Sono tanti, affollati, incattiviti dall’attesa, avidi. Li vedi al freddo di una notte newyorchese, davanti a un centro commerciale, come fedeli in una cattedrale il giorno di Natale. È l’umanità di questa nuova religione che crede nel paradiso del tutto e subito. Il primo comandamento è “non aspettare”. E così sia. Qualche volta davvero non capisci. Arriva sul mercato la Playstation 3. È attesa. È bella. È nuova. Ma davvero tutta questa folla doveva possedere questo monolite ora, di notte, tra la calca, pagando un prezzo più alto, con una meraviglia tecnologica ancora da testare? La domanda è: ma se la prendi tra una settimana o un giorno cosa cambia? La risposta è: «non so aspettare». È un gioco che si ripete. La folla avanza in libreria per una copia dell’ultimo Harry Potter. Blocca le porte del cinema per un Guerre Stellari. La folla spinge, chiede, pretende l’ultima primizia. L’attesa è un reato, un peccato. È l’appuntamento mancato con il presente. È sentirsi fuori ritmo, fuori tempo, lontano dalla palla. Il dio di questa religione non è il denaro, ma il possesso «hic et nunc». I valori dei beni è legato alla novità. Viviamo nel culto dell’anteprima. Il Natale arriva a fine ottobre. L’anno muore a settembre, gli altri tre mesi sono una triste eutanasia. Il centenario di uno scrittore, di una scoperta, di una rivoluzione è già notizia un anno prima. Si vive consumando il futuro.

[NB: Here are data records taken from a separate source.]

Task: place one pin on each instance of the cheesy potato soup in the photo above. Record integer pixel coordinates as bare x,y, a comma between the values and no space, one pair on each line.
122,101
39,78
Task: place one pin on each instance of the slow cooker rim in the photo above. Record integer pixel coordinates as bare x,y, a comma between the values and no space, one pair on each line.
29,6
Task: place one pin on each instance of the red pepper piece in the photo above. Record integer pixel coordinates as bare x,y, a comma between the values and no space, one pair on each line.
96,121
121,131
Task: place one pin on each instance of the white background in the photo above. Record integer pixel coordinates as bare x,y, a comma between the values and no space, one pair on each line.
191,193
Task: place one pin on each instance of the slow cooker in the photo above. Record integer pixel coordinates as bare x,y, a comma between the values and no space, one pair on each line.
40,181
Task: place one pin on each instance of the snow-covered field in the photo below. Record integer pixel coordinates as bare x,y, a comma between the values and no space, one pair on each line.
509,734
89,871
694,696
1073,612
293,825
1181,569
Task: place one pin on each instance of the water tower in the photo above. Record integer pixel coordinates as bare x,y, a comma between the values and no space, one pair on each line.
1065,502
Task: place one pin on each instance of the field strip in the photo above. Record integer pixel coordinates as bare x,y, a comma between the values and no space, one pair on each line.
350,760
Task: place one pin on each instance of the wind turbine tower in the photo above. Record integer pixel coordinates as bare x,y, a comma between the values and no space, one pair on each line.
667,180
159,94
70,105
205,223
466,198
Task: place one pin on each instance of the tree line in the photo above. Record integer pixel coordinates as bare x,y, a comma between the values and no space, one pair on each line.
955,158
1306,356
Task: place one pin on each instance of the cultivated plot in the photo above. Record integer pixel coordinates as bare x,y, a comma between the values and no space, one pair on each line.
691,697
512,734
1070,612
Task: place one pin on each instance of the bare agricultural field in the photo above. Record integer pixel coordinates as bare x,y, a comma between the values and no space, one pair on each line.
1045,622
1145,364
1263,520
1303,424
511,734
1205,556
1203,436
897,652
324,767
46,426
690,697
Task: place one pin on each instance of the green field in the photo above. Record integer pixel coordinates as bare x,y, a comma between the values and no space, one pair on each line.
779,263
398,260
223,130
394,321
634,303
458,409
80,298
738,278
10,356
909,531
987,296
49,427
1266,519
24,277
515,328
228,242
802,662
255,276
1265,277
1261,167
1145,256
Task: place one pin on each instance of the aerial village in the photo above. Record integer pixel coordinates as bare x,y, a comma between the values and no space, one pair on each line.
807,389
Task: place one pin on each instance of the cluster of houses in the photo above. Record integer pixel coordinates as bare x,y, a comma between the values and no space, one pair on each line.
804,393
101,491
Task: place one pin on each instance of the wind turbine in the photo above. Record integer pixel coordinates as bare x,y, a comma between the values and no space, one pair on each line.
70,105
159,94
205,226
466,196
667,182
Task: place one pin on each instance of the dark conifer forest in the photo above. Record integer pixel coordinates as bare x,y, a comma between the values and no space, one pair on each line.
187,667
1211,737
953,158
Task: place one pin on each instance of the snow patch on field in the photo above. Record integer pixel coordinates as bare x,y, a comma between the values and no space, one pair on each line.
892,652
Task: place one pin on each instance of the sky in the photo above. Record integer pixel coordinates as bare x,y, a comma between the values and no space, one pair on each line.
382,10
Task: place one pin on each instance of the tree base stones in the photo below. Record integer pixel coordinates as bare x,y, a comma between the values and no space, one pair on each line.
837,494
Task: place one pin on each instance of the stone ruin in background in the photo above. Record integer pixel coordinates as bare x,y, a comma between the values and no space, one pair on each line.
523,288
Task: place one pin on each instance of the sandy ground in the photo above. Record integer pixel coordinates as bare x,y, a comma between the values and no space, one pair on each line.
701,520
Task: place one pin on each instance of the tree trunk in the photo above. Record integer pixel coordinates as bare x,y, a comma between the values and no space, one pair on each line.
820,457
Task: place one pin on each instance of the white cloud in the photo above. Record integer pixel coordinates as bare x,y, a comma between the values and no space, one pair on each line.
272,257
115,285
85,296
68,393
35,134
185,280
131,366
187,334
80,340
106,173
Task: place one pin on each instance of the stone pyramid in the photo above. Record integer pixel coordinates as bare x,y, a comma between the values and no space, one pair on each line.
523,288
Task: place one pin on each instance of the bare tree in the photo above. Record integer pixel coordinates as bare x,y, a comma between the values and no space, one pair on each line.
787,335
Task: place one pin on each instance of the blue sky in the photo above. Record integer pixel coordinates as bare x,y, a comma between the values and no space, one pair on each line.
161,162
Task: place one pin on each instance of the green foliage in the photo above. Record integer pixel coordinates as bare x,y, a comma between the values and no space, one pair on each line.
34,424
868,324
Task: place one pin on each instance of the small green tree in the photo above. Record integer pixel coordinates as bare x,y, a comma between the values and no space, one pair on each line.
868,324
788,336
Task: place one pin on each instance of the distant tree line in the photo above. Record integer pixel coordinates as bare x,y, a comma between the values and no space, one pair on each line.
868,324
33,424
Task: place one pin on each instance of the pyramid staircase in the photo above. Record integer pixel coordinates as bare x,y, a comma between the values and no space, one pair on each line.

È l’antitesi delle religioni tradizionali. Il Cristianesimo è vissuto sull’attesa, sulla promessa del giudizio finale e del regno dei cieli. Il mondo come passaggio. L’ebraismo siede sull’avvento del Messia, attesa millenaria, più forte di qualsiasi orrore, di tutte le diaspore, di ogni sacrificio. Il tempo non si consuma, ma viene messo da parte per un futuro infinito. La percezione del tempo ora è capovolta. L’uomo esiste, si sente vivo, solo se non attende.